Charles grinned and shook his head, taking Rich by the elbow.

  “Come on, Sheriff,” he said. “We got a town to burn.”

  It did not take Jojo long to find a car with the key still in it. It was a Packard and the fender was all beat to hell, but it worked. He opened the passenger side door for Theodora, who half-curtsied before climbing in. He got in next to her on the other side and stood on the accelerator all the way out to the country. Along the way he gave her the digest version of his talk with Jim Shannon. She listened quietly and responded with silence.

  “Something Charles said struck me,” she said at some length. “He was talking about the Bible story, when God destroyed the world? Well, I guess he did that because he didn’t like the way it turned out, right?”

  “I can’t say I know the Bible that well, but sure.”

  “It seems to me this might be similar, if reversed. Say Barker Davis wanted to create a little kingdom for himself—wouldn’t it be a kingdom fit for its king? A sideshow world, populated by freaks and prisoners?”

  “Sawdust and elephant shit.”

  “And misery, that’s the key. I remember what it was like, what you were like. That’s got to be how come you’re the link. Forgive me for saying this, Jojo, but you’re a particularly unhappy person, aren’t you?”

  Jojo jerked his head and threw a surprised glance at her.

  “It’s been a tough ride for you, and you haven’t always reacted well, but really it’s been tough from the beginning. The truly awful beginning.”

  “Big deal,” he said, returning his gaze to the pitch black road. “Who’s really happy with their lot, anyway? No one I’ve ever known.”

  “But that’s not necessarily true. Some people are, even if they recognize the big, sometimes ugly sacrifices they’re forced to make just to eke out a tiny little bit of happiness in their lives. And that is Davis’s equivalent to the wickedness of man being great on the earth.”

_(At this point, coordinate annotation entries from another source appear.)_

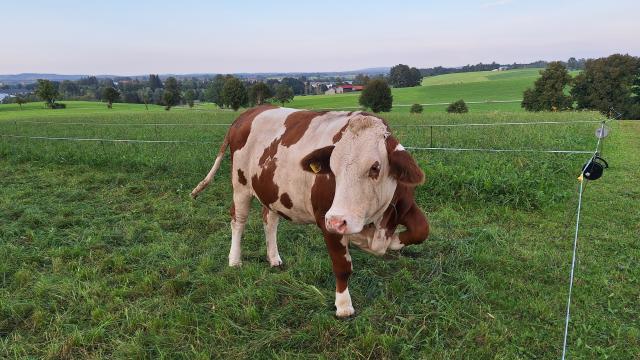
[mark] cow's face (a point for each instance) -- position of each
(367, 164)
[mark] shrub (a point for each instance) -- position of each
(458, 107)
(416, 109)
(377, 96)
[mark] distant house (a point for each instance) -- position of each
(341, 89)
(501, 68)
(344, 88)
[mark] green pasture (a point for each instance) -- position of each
(483, 91)
(104, 255)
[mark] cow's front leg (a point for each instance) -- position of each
(270, 221)
(338, 247)
(239, 215)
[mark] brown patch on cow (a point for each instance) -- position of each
(286, 200)
(341, 267)
(241, 179)
(232, 211)
(263, 185)
(404, 210)
(402, 166)
(391, 142)
(318, 161)
(284, 215)
(374, 171)
(241, 127)
(296, 125)
(269, 152)
(338, 135)
(322, 193)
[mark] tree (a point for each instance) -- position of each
(155, 82)
(110, 94)
(416, 109)
(607, 83)
(361, 79)
(259, 93)
(214, 91)
(189, 97)
(403, 76)
(284, 94)
(48, 92)
(572, 63)
(458, 107)
(69, 88)
(377, 96)
(295, 84)
(548, 90)
(145, 95)
(20, 100)
(171, 94)
(234, 93)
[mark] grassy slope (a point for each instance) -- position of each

  “So you’re saying he expected us to develop into a parody of civil society? And that he’s disappointed that we didn’t?”

  “Not even all the tragedy that started a year ago ruined us like he expected it to. It’s his world and we’re his puppets, maybe, but we’re people, too. He can’t decide how we feel or how we might react to those feelings. Jojo, I think he expected us to bring Litchfield down all by ourselves.”

  Jojo clicked his tongue against the roof his mouth and groaned.

  “Knocked me down as low as I could go, but . . .”

  “But you still got back up again,” she finished for him. “That’s what he couldn’t have seen coming.”

  “And that’s why he’s back to finish the job himself.”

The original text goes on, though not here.